Anesthesia induction and maintenance with propofol can be guided by target-controlled infusion (TCI) systems using pharmacokinetic (Pk) models. Physiological variables, such as changes in cardiac output (CO), can influence propofol pharmacokinetics. Knee-chest (KC) surgical positioning can result in CO changes.

Objectives:

This study aimed to evaluate the relationship between propofol plasma concentration prediction and CO changes after induction and KC positioning.

Methods:

This two-phase prospective cohort study included 20 patients scheduled for spinal surgery. Two different TCI anesthesia protocols were administered after induction. In phase I (n = 9), the loss of consciousness (LOC) concentration was set as the propofol target concentration and CO changes following induction and KC positioning were quantified. In phase II (n = 11), based on data from phase I, two reductions in the propofol target concentration on the pump were applied after LOC and before KC positioning. Propofol plasma concentrations were measured at different moments in both phases: after induction and after KC positioning.

Results:

Schnider Pk model showed a good performance in predicting propofol concentration after induction; however, after KC positioning, when a significant drop in CO occurred, the measured propofol concentrations were markedly underestimated. Intended reductions in the propofol target concentration did not attenuate HD changes. In the KC position, there was no correlation between the propofol concentration estimated by the Pk model and the measured concentration in plasma, as the latter was much higher (P = 0.013) while CO and BIS decreased significantly (P < 0.001 and P = 0.004, respectively).

Conclusions:

Our study showed that the measured propofol plasma concentrations during the KC position were significantly underestimated by the Schnider Pk model and were associated with significant CO decrease. When placing patients in the KC position, anesthesiologists must be aware of pharmacokinetic changes and, in addition to standard monitoring, the use of depth of anesthesia and cardiac output monitors may be considered in high-risk patients.

1. Background

Anesthesia induction and maintenance with propofol can be guided by target-controlled infusion (TCI) systems that incorporate a pharmacokinetic (Pk) model into a computer-controlled pump, allowing for intravenous anesthetics titration and targeting plasma and effect-site drug concentrations (1, 2). However, propofol pharmacokinetics can be influenced by changes in physiological variables, such as cardiac output (CO), as propofol is a high-clearance drug. In addition, an increase in the propofol plasma concentration could also result in hemodynamic (HD) changes (3-7). These HD variations can modify the TCI modeling ability to predict propofol concentrations (8) such that up to a 60% precision error can occur as the greatest bias after induction in the early maintenance phase (9).
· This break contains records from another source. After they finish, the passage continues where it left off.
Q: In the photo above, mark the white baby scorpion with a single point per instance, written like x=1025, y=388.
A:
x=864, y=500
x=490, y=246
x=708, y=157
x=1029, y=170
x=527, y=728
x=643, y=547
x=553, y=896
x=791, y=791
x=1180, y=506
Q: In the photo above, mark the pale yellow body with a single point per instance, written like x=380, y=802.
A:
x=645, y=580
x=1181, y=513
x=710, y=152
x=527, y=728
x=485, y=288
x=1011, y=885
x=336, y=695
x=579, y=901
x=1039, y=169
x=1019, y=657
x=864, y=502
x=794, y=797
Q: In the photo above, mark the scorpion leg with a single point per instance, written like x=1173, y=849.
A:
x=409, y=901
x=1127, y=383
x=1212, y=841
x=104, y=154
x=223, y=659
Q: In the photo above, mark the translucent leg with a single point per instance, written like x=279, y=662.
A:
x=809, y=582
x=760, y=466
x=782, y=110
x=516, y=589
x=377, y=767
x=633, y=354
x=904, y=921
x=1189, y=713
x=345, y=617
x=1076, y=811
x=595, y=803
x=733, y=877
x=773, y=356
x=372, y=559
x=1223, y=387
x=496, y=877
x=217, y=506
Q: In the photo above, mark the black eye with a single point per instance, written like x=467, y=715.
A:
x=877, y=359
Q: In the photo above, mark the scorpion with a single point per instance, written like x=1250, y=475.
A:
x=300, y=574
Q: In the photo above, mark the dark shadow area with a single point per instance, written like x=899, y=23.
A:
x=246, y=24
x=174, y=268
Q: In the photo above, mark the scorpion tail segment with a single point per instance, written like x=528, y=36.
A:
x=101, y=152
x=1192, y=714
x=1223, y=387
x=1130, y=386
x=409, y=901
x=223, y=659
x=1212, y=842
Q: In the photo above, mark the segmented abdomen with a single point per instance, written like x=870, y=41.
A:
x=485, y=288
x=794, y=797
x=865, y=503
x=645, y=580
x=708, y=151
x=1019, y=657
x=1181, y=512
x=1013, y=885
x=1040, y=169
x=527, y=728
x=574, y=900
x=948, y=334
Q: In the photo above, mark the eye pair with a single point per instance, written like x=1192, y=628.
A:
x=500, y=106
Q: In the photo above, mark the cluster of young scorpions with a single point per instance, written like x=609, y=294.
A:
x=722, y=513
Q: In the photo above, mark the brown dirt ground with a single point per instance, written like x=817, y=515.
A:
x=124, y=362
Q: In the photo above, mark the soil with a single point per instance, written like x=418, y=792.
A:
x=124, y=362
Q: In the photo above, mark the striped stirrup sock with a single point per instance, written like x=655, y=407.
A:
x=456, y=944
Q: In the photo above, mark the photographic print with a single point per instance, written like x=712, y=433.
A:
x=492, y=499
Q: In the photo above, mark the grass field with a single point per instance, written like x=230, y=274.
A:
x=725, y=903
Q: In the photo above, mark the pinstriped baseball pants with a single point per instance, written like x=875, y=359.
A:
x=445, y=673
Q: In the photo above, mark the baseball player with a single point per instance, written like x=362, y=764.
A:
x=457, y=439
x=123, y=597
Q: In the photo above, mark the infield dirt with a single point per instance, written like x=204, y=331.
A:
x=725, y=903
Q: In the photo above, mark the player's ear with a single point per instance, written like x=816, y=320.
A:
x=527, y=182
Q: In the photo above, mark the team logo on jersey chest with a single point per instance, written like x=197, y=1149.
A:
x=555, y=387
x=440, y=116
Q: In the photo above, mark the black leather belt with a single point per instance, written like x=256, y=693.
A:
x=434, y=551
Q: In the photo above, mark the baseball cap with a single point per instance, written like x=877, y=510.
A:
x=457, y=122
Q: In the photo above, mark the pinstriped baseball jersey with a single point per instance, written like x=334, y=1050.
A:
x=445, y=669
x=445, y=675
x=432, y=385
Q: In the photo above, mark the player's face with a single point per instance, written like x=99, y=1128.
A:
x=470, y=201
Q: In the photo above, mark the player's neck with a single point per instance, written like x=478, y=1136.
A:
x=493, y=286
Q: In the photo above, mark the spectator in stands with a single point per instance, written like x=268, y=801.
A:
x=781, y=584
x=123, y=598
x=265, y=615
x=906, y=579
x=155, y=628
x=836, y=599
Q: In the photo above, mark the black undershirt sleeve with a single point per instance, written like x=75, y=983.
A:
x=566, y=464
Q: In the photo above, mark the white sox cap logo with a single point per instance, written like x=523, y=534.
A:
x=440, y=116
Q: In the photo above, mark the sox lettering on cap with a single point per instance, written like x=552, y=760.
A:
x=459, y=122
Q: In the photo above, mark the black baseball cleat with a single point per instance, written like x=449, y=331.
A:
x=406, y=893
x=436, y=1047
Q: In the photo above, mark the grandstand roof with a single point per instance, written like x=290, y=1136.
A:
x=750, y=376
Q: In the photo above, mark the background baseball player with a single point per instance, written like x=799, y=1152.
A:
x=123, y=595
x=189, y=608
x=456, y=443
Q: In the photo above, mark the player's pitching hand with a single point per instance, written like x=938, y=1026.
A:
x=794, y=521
Patients’ positioning in the knee-chest (KC) position (Figure 1) following anesthesia induction further reduces venous return and CO (10, 11). Physiological changes and complications associated with surgical positions, such as the prone and KC positions, have been studied extensively (12, 13).

KC surgical position, a variant from the prone position
KC surgical position, a variant from the prone position

Researchers previously observed that patients in the prone position required less propofol than those in the supine position. In the present study, it was hypothesized that predicted propofol effect-site (Ce) and predicted plasma concentrations (Cp) would not be accurate when these HD changes occur, especially after KC positioning (4, 5, 14). It was also hypothesized that applying two different TCI anesthesia protocol reductions in propofol infusion, one performed after induction and the other one before positioning, would reduce the prediction error and attenuate the CO changes.

2. Objectives

The aim of this study was to quantify the variations in propofol plasma concentrations (Cm), both after induction and after KC positioning, and correlate them with Cp by the Schnider Pk model. CO was continuously measured with a minimally invasive CO monitor, LiDCO rapid® (15-17) (LiDCO Ltd., Cambridge, UK).

3. Methods

After obtaining the REB approval and written informed consent, we recruited consecutive neurosurgical patients scheduled for lumbar spinal surgery in the KC position. A two-phase prospective observational study was conducted. In the first set of patients (phase I), propofol plasma concentrations were measured and compared with concentrations predicted by the Schnider Pk model and the changes in CO following induction and KC positioning were quantified. In the second set of patients (phase II), based on the data from the first set of patients, two propofol target concentration reductions were planned immediately after anesthesia induction and before positioning.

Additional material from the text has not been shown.